Attention également  aux grands sites marchands qui proposent aux vendeurs indépendants de distribuer leurs produits sur leur « marketplace »*. En 2009, Price Minister avait ainsi procédé au blocage de 2 661 comptes pour contrefaçon ou atteinte à des réseaux de distribution sélective, portant sur 242 marques.

 

 
50 indicateurs pour détecter la contrefaçon 

Mais un particulier peut difficilement être sûr à 100 % qu'il achète un « vrai » produit. Les bureaux de contrôle doivent ainsi employer les grands moyens pour détecter une contrefaçon à coup sûr. Dans le cadre de son activité Services aux gouvernements et de commerce international, Bureau Veritas dispose ainsi d'une équipe de plus de 1 500 contrôleurs chargés d'identifier les produits non conformes, dont notamment les contrefaçons. Leur mission ? Empêcher les faux produits d’entrer sur le territoire d'une vingtaine d'Etats d'Afrique et du Moyen-Orient qui ont fait appel à leurs services.

Pour être sûrs de ne pas se tromper, ces experts du faux utilisent un système de notation très complexe. « Une cinquantaine d'indicateurs sont ainsi étudiés, puis pondérés en fonction du degré de risque », confie Vincent Travers. En exclusivité, voici un aperçu de ces critères, qui devraient vous aider à faire le tri : 

-  les marques à forte valeur ajoutée. Les produits les plus contrefaits restent ceux dont l'écart entre le coût de revient et le prix de vente est le plus important. Attention donc aux marques haut de gamme, qu'il s'agisse de vêtements ou de high tech.

-  un pays d'expédition éloigné du pays de fabrication. En toute logique, une marchandise de marque française ou italienne envoyée depuis l'Asie doit éveiller les soupçons.

-  des marchandises identiques, mais dont le logo diffère. Les contrôleurs Bureau Veritas dénichent régulièrement dans une même expédition des produits identiques en tous points, mais avec des marques différentes et souvent concurrentes. Vigilance si un site internet vend ces faux jumeaux.

-  des obligations non respectées.

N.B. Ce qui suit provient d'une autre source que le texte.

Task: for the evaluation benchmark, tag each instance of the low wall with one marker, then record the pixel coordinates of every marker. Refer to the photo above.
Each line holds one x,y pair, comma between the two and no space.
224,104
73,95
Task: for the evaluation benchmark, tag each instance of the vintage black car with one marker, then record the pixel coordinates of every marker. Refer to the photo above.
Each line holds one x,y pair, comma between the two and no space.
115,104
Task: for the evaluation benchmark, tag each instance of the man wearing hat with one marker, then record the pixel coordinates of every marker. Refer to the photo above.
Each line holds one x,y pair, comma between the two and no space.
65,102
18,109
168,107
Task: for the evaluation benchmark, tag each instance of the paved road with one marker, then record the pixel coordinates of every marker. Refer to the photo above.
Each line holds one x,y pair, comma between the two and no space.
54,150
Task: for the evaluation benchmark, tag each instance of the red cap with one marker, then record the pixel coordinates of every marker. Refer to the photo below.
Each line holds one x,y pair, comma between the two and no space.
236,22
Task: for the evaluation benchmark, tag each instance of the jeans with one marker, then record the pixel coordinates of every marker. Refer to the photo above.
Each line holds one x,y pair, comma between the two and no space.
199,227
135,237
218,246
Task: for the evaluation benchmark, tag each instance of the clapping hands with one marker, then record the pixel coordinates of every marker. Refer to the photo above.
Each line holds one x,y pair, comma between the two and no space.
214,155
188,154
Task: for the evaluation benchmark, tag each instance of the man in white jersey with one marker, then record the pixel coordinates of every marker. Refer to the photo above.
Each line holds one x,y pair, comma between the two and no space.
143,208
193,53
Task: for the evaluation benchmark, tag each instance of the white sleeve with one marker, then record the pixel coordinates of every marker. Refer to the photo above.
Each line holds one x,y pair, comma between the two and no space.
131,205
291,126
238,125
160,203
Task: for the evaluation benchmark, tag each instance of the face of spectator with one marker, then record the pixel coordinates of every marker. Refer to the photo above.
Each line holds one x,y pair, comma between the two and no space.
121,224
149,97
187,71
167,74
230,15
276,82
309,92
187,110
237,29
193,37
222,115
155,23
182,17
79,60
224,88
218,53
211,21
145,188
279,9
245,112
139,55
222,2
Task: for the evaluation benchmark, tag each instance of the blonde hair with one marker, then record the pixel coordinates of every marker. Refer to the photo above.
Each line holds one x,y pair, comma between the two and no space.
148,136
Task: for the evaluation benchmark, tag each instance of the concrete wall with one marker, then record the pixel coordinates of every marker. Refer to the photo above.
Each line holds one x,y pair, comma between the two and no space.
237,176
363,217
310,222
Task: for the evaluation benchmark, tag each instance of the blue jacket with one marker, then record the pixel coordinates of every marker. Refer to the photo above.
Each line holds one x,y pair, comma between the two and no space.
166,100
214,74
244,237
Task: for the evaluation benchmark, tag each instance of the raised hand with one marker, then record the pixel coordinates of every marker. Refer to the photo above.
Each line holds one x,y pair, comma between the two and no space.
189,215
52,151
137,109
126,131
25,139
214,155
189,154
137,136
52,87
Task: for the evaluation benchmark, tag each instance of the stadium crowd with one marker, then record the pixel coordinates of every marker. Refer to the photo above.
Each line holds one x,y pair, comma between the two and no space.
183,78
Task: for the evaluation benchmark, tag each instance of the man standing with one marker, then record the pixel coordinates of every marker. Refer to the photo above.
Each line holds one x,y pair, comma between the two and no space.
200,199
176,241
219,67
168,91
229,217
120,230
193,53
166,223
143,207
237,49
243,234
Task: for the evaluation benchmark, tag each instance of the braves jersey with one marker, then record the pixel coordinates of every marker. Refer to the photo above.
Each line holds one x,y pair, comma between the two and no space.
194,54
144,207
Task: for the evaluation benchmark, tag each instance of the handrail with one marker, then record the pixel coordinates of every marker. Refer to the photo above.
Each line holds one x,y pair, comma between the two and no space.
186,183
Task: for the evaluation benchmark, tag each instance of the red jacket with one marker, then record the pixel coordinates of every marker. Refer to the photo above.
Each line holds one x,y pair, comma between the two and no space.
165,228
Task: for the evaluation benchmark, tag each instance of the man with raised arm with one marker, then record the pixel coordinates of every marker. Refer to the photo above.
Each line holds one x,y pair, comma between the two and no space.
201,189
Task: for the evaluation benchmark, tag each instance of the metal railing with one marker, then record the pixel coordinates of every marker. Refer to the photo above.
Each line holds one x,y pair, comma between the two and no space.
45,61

Dans la plupart des Etats, les produits doivent suivre un certain nombre d'obligations réglementaires. Cela inclut des marquages facilement vérifiables, comme la composition d'un produit alimentaire, du pays de fabrication d'un vêtement... Sans ces indications, le bien a de grande chance d'être un faux et de présenter des risques pour la santé et la sécurité de ses utilisateurs.

-  des étiquettes ou emballages suspects. Les contrefacteurs ne maîtrisant pas toujours le français, il est parfois possible de trouver des indications absurdes ou contradictoires sur le produit. Comme deux pays de fabrication différents par exemple.

 

Les chiffres étonnants de la contrefaçon

338 milliards d'euros de marchandises échangées en 2013, soit 2,5 % du commerce mondial

6 milliards d'euros perdus chaque année par les entreprises françaises

7,7 millions de produits saisis par la douane française en 2015, contre 2,7 dix ans plus tôt

87 % des produits saisis par les douanes françaises en 2015 viennent d'Asie

7 ans de prison et 750 000 € d'amende pour les contrefacteurs (en France)

 

* Les grands sites marchands désignent sous le terme de « marketplace » l’espace qu’ils réservent sur leur site à des vendeurs indépendants moyennant une commission prélevée sur leurs ventes.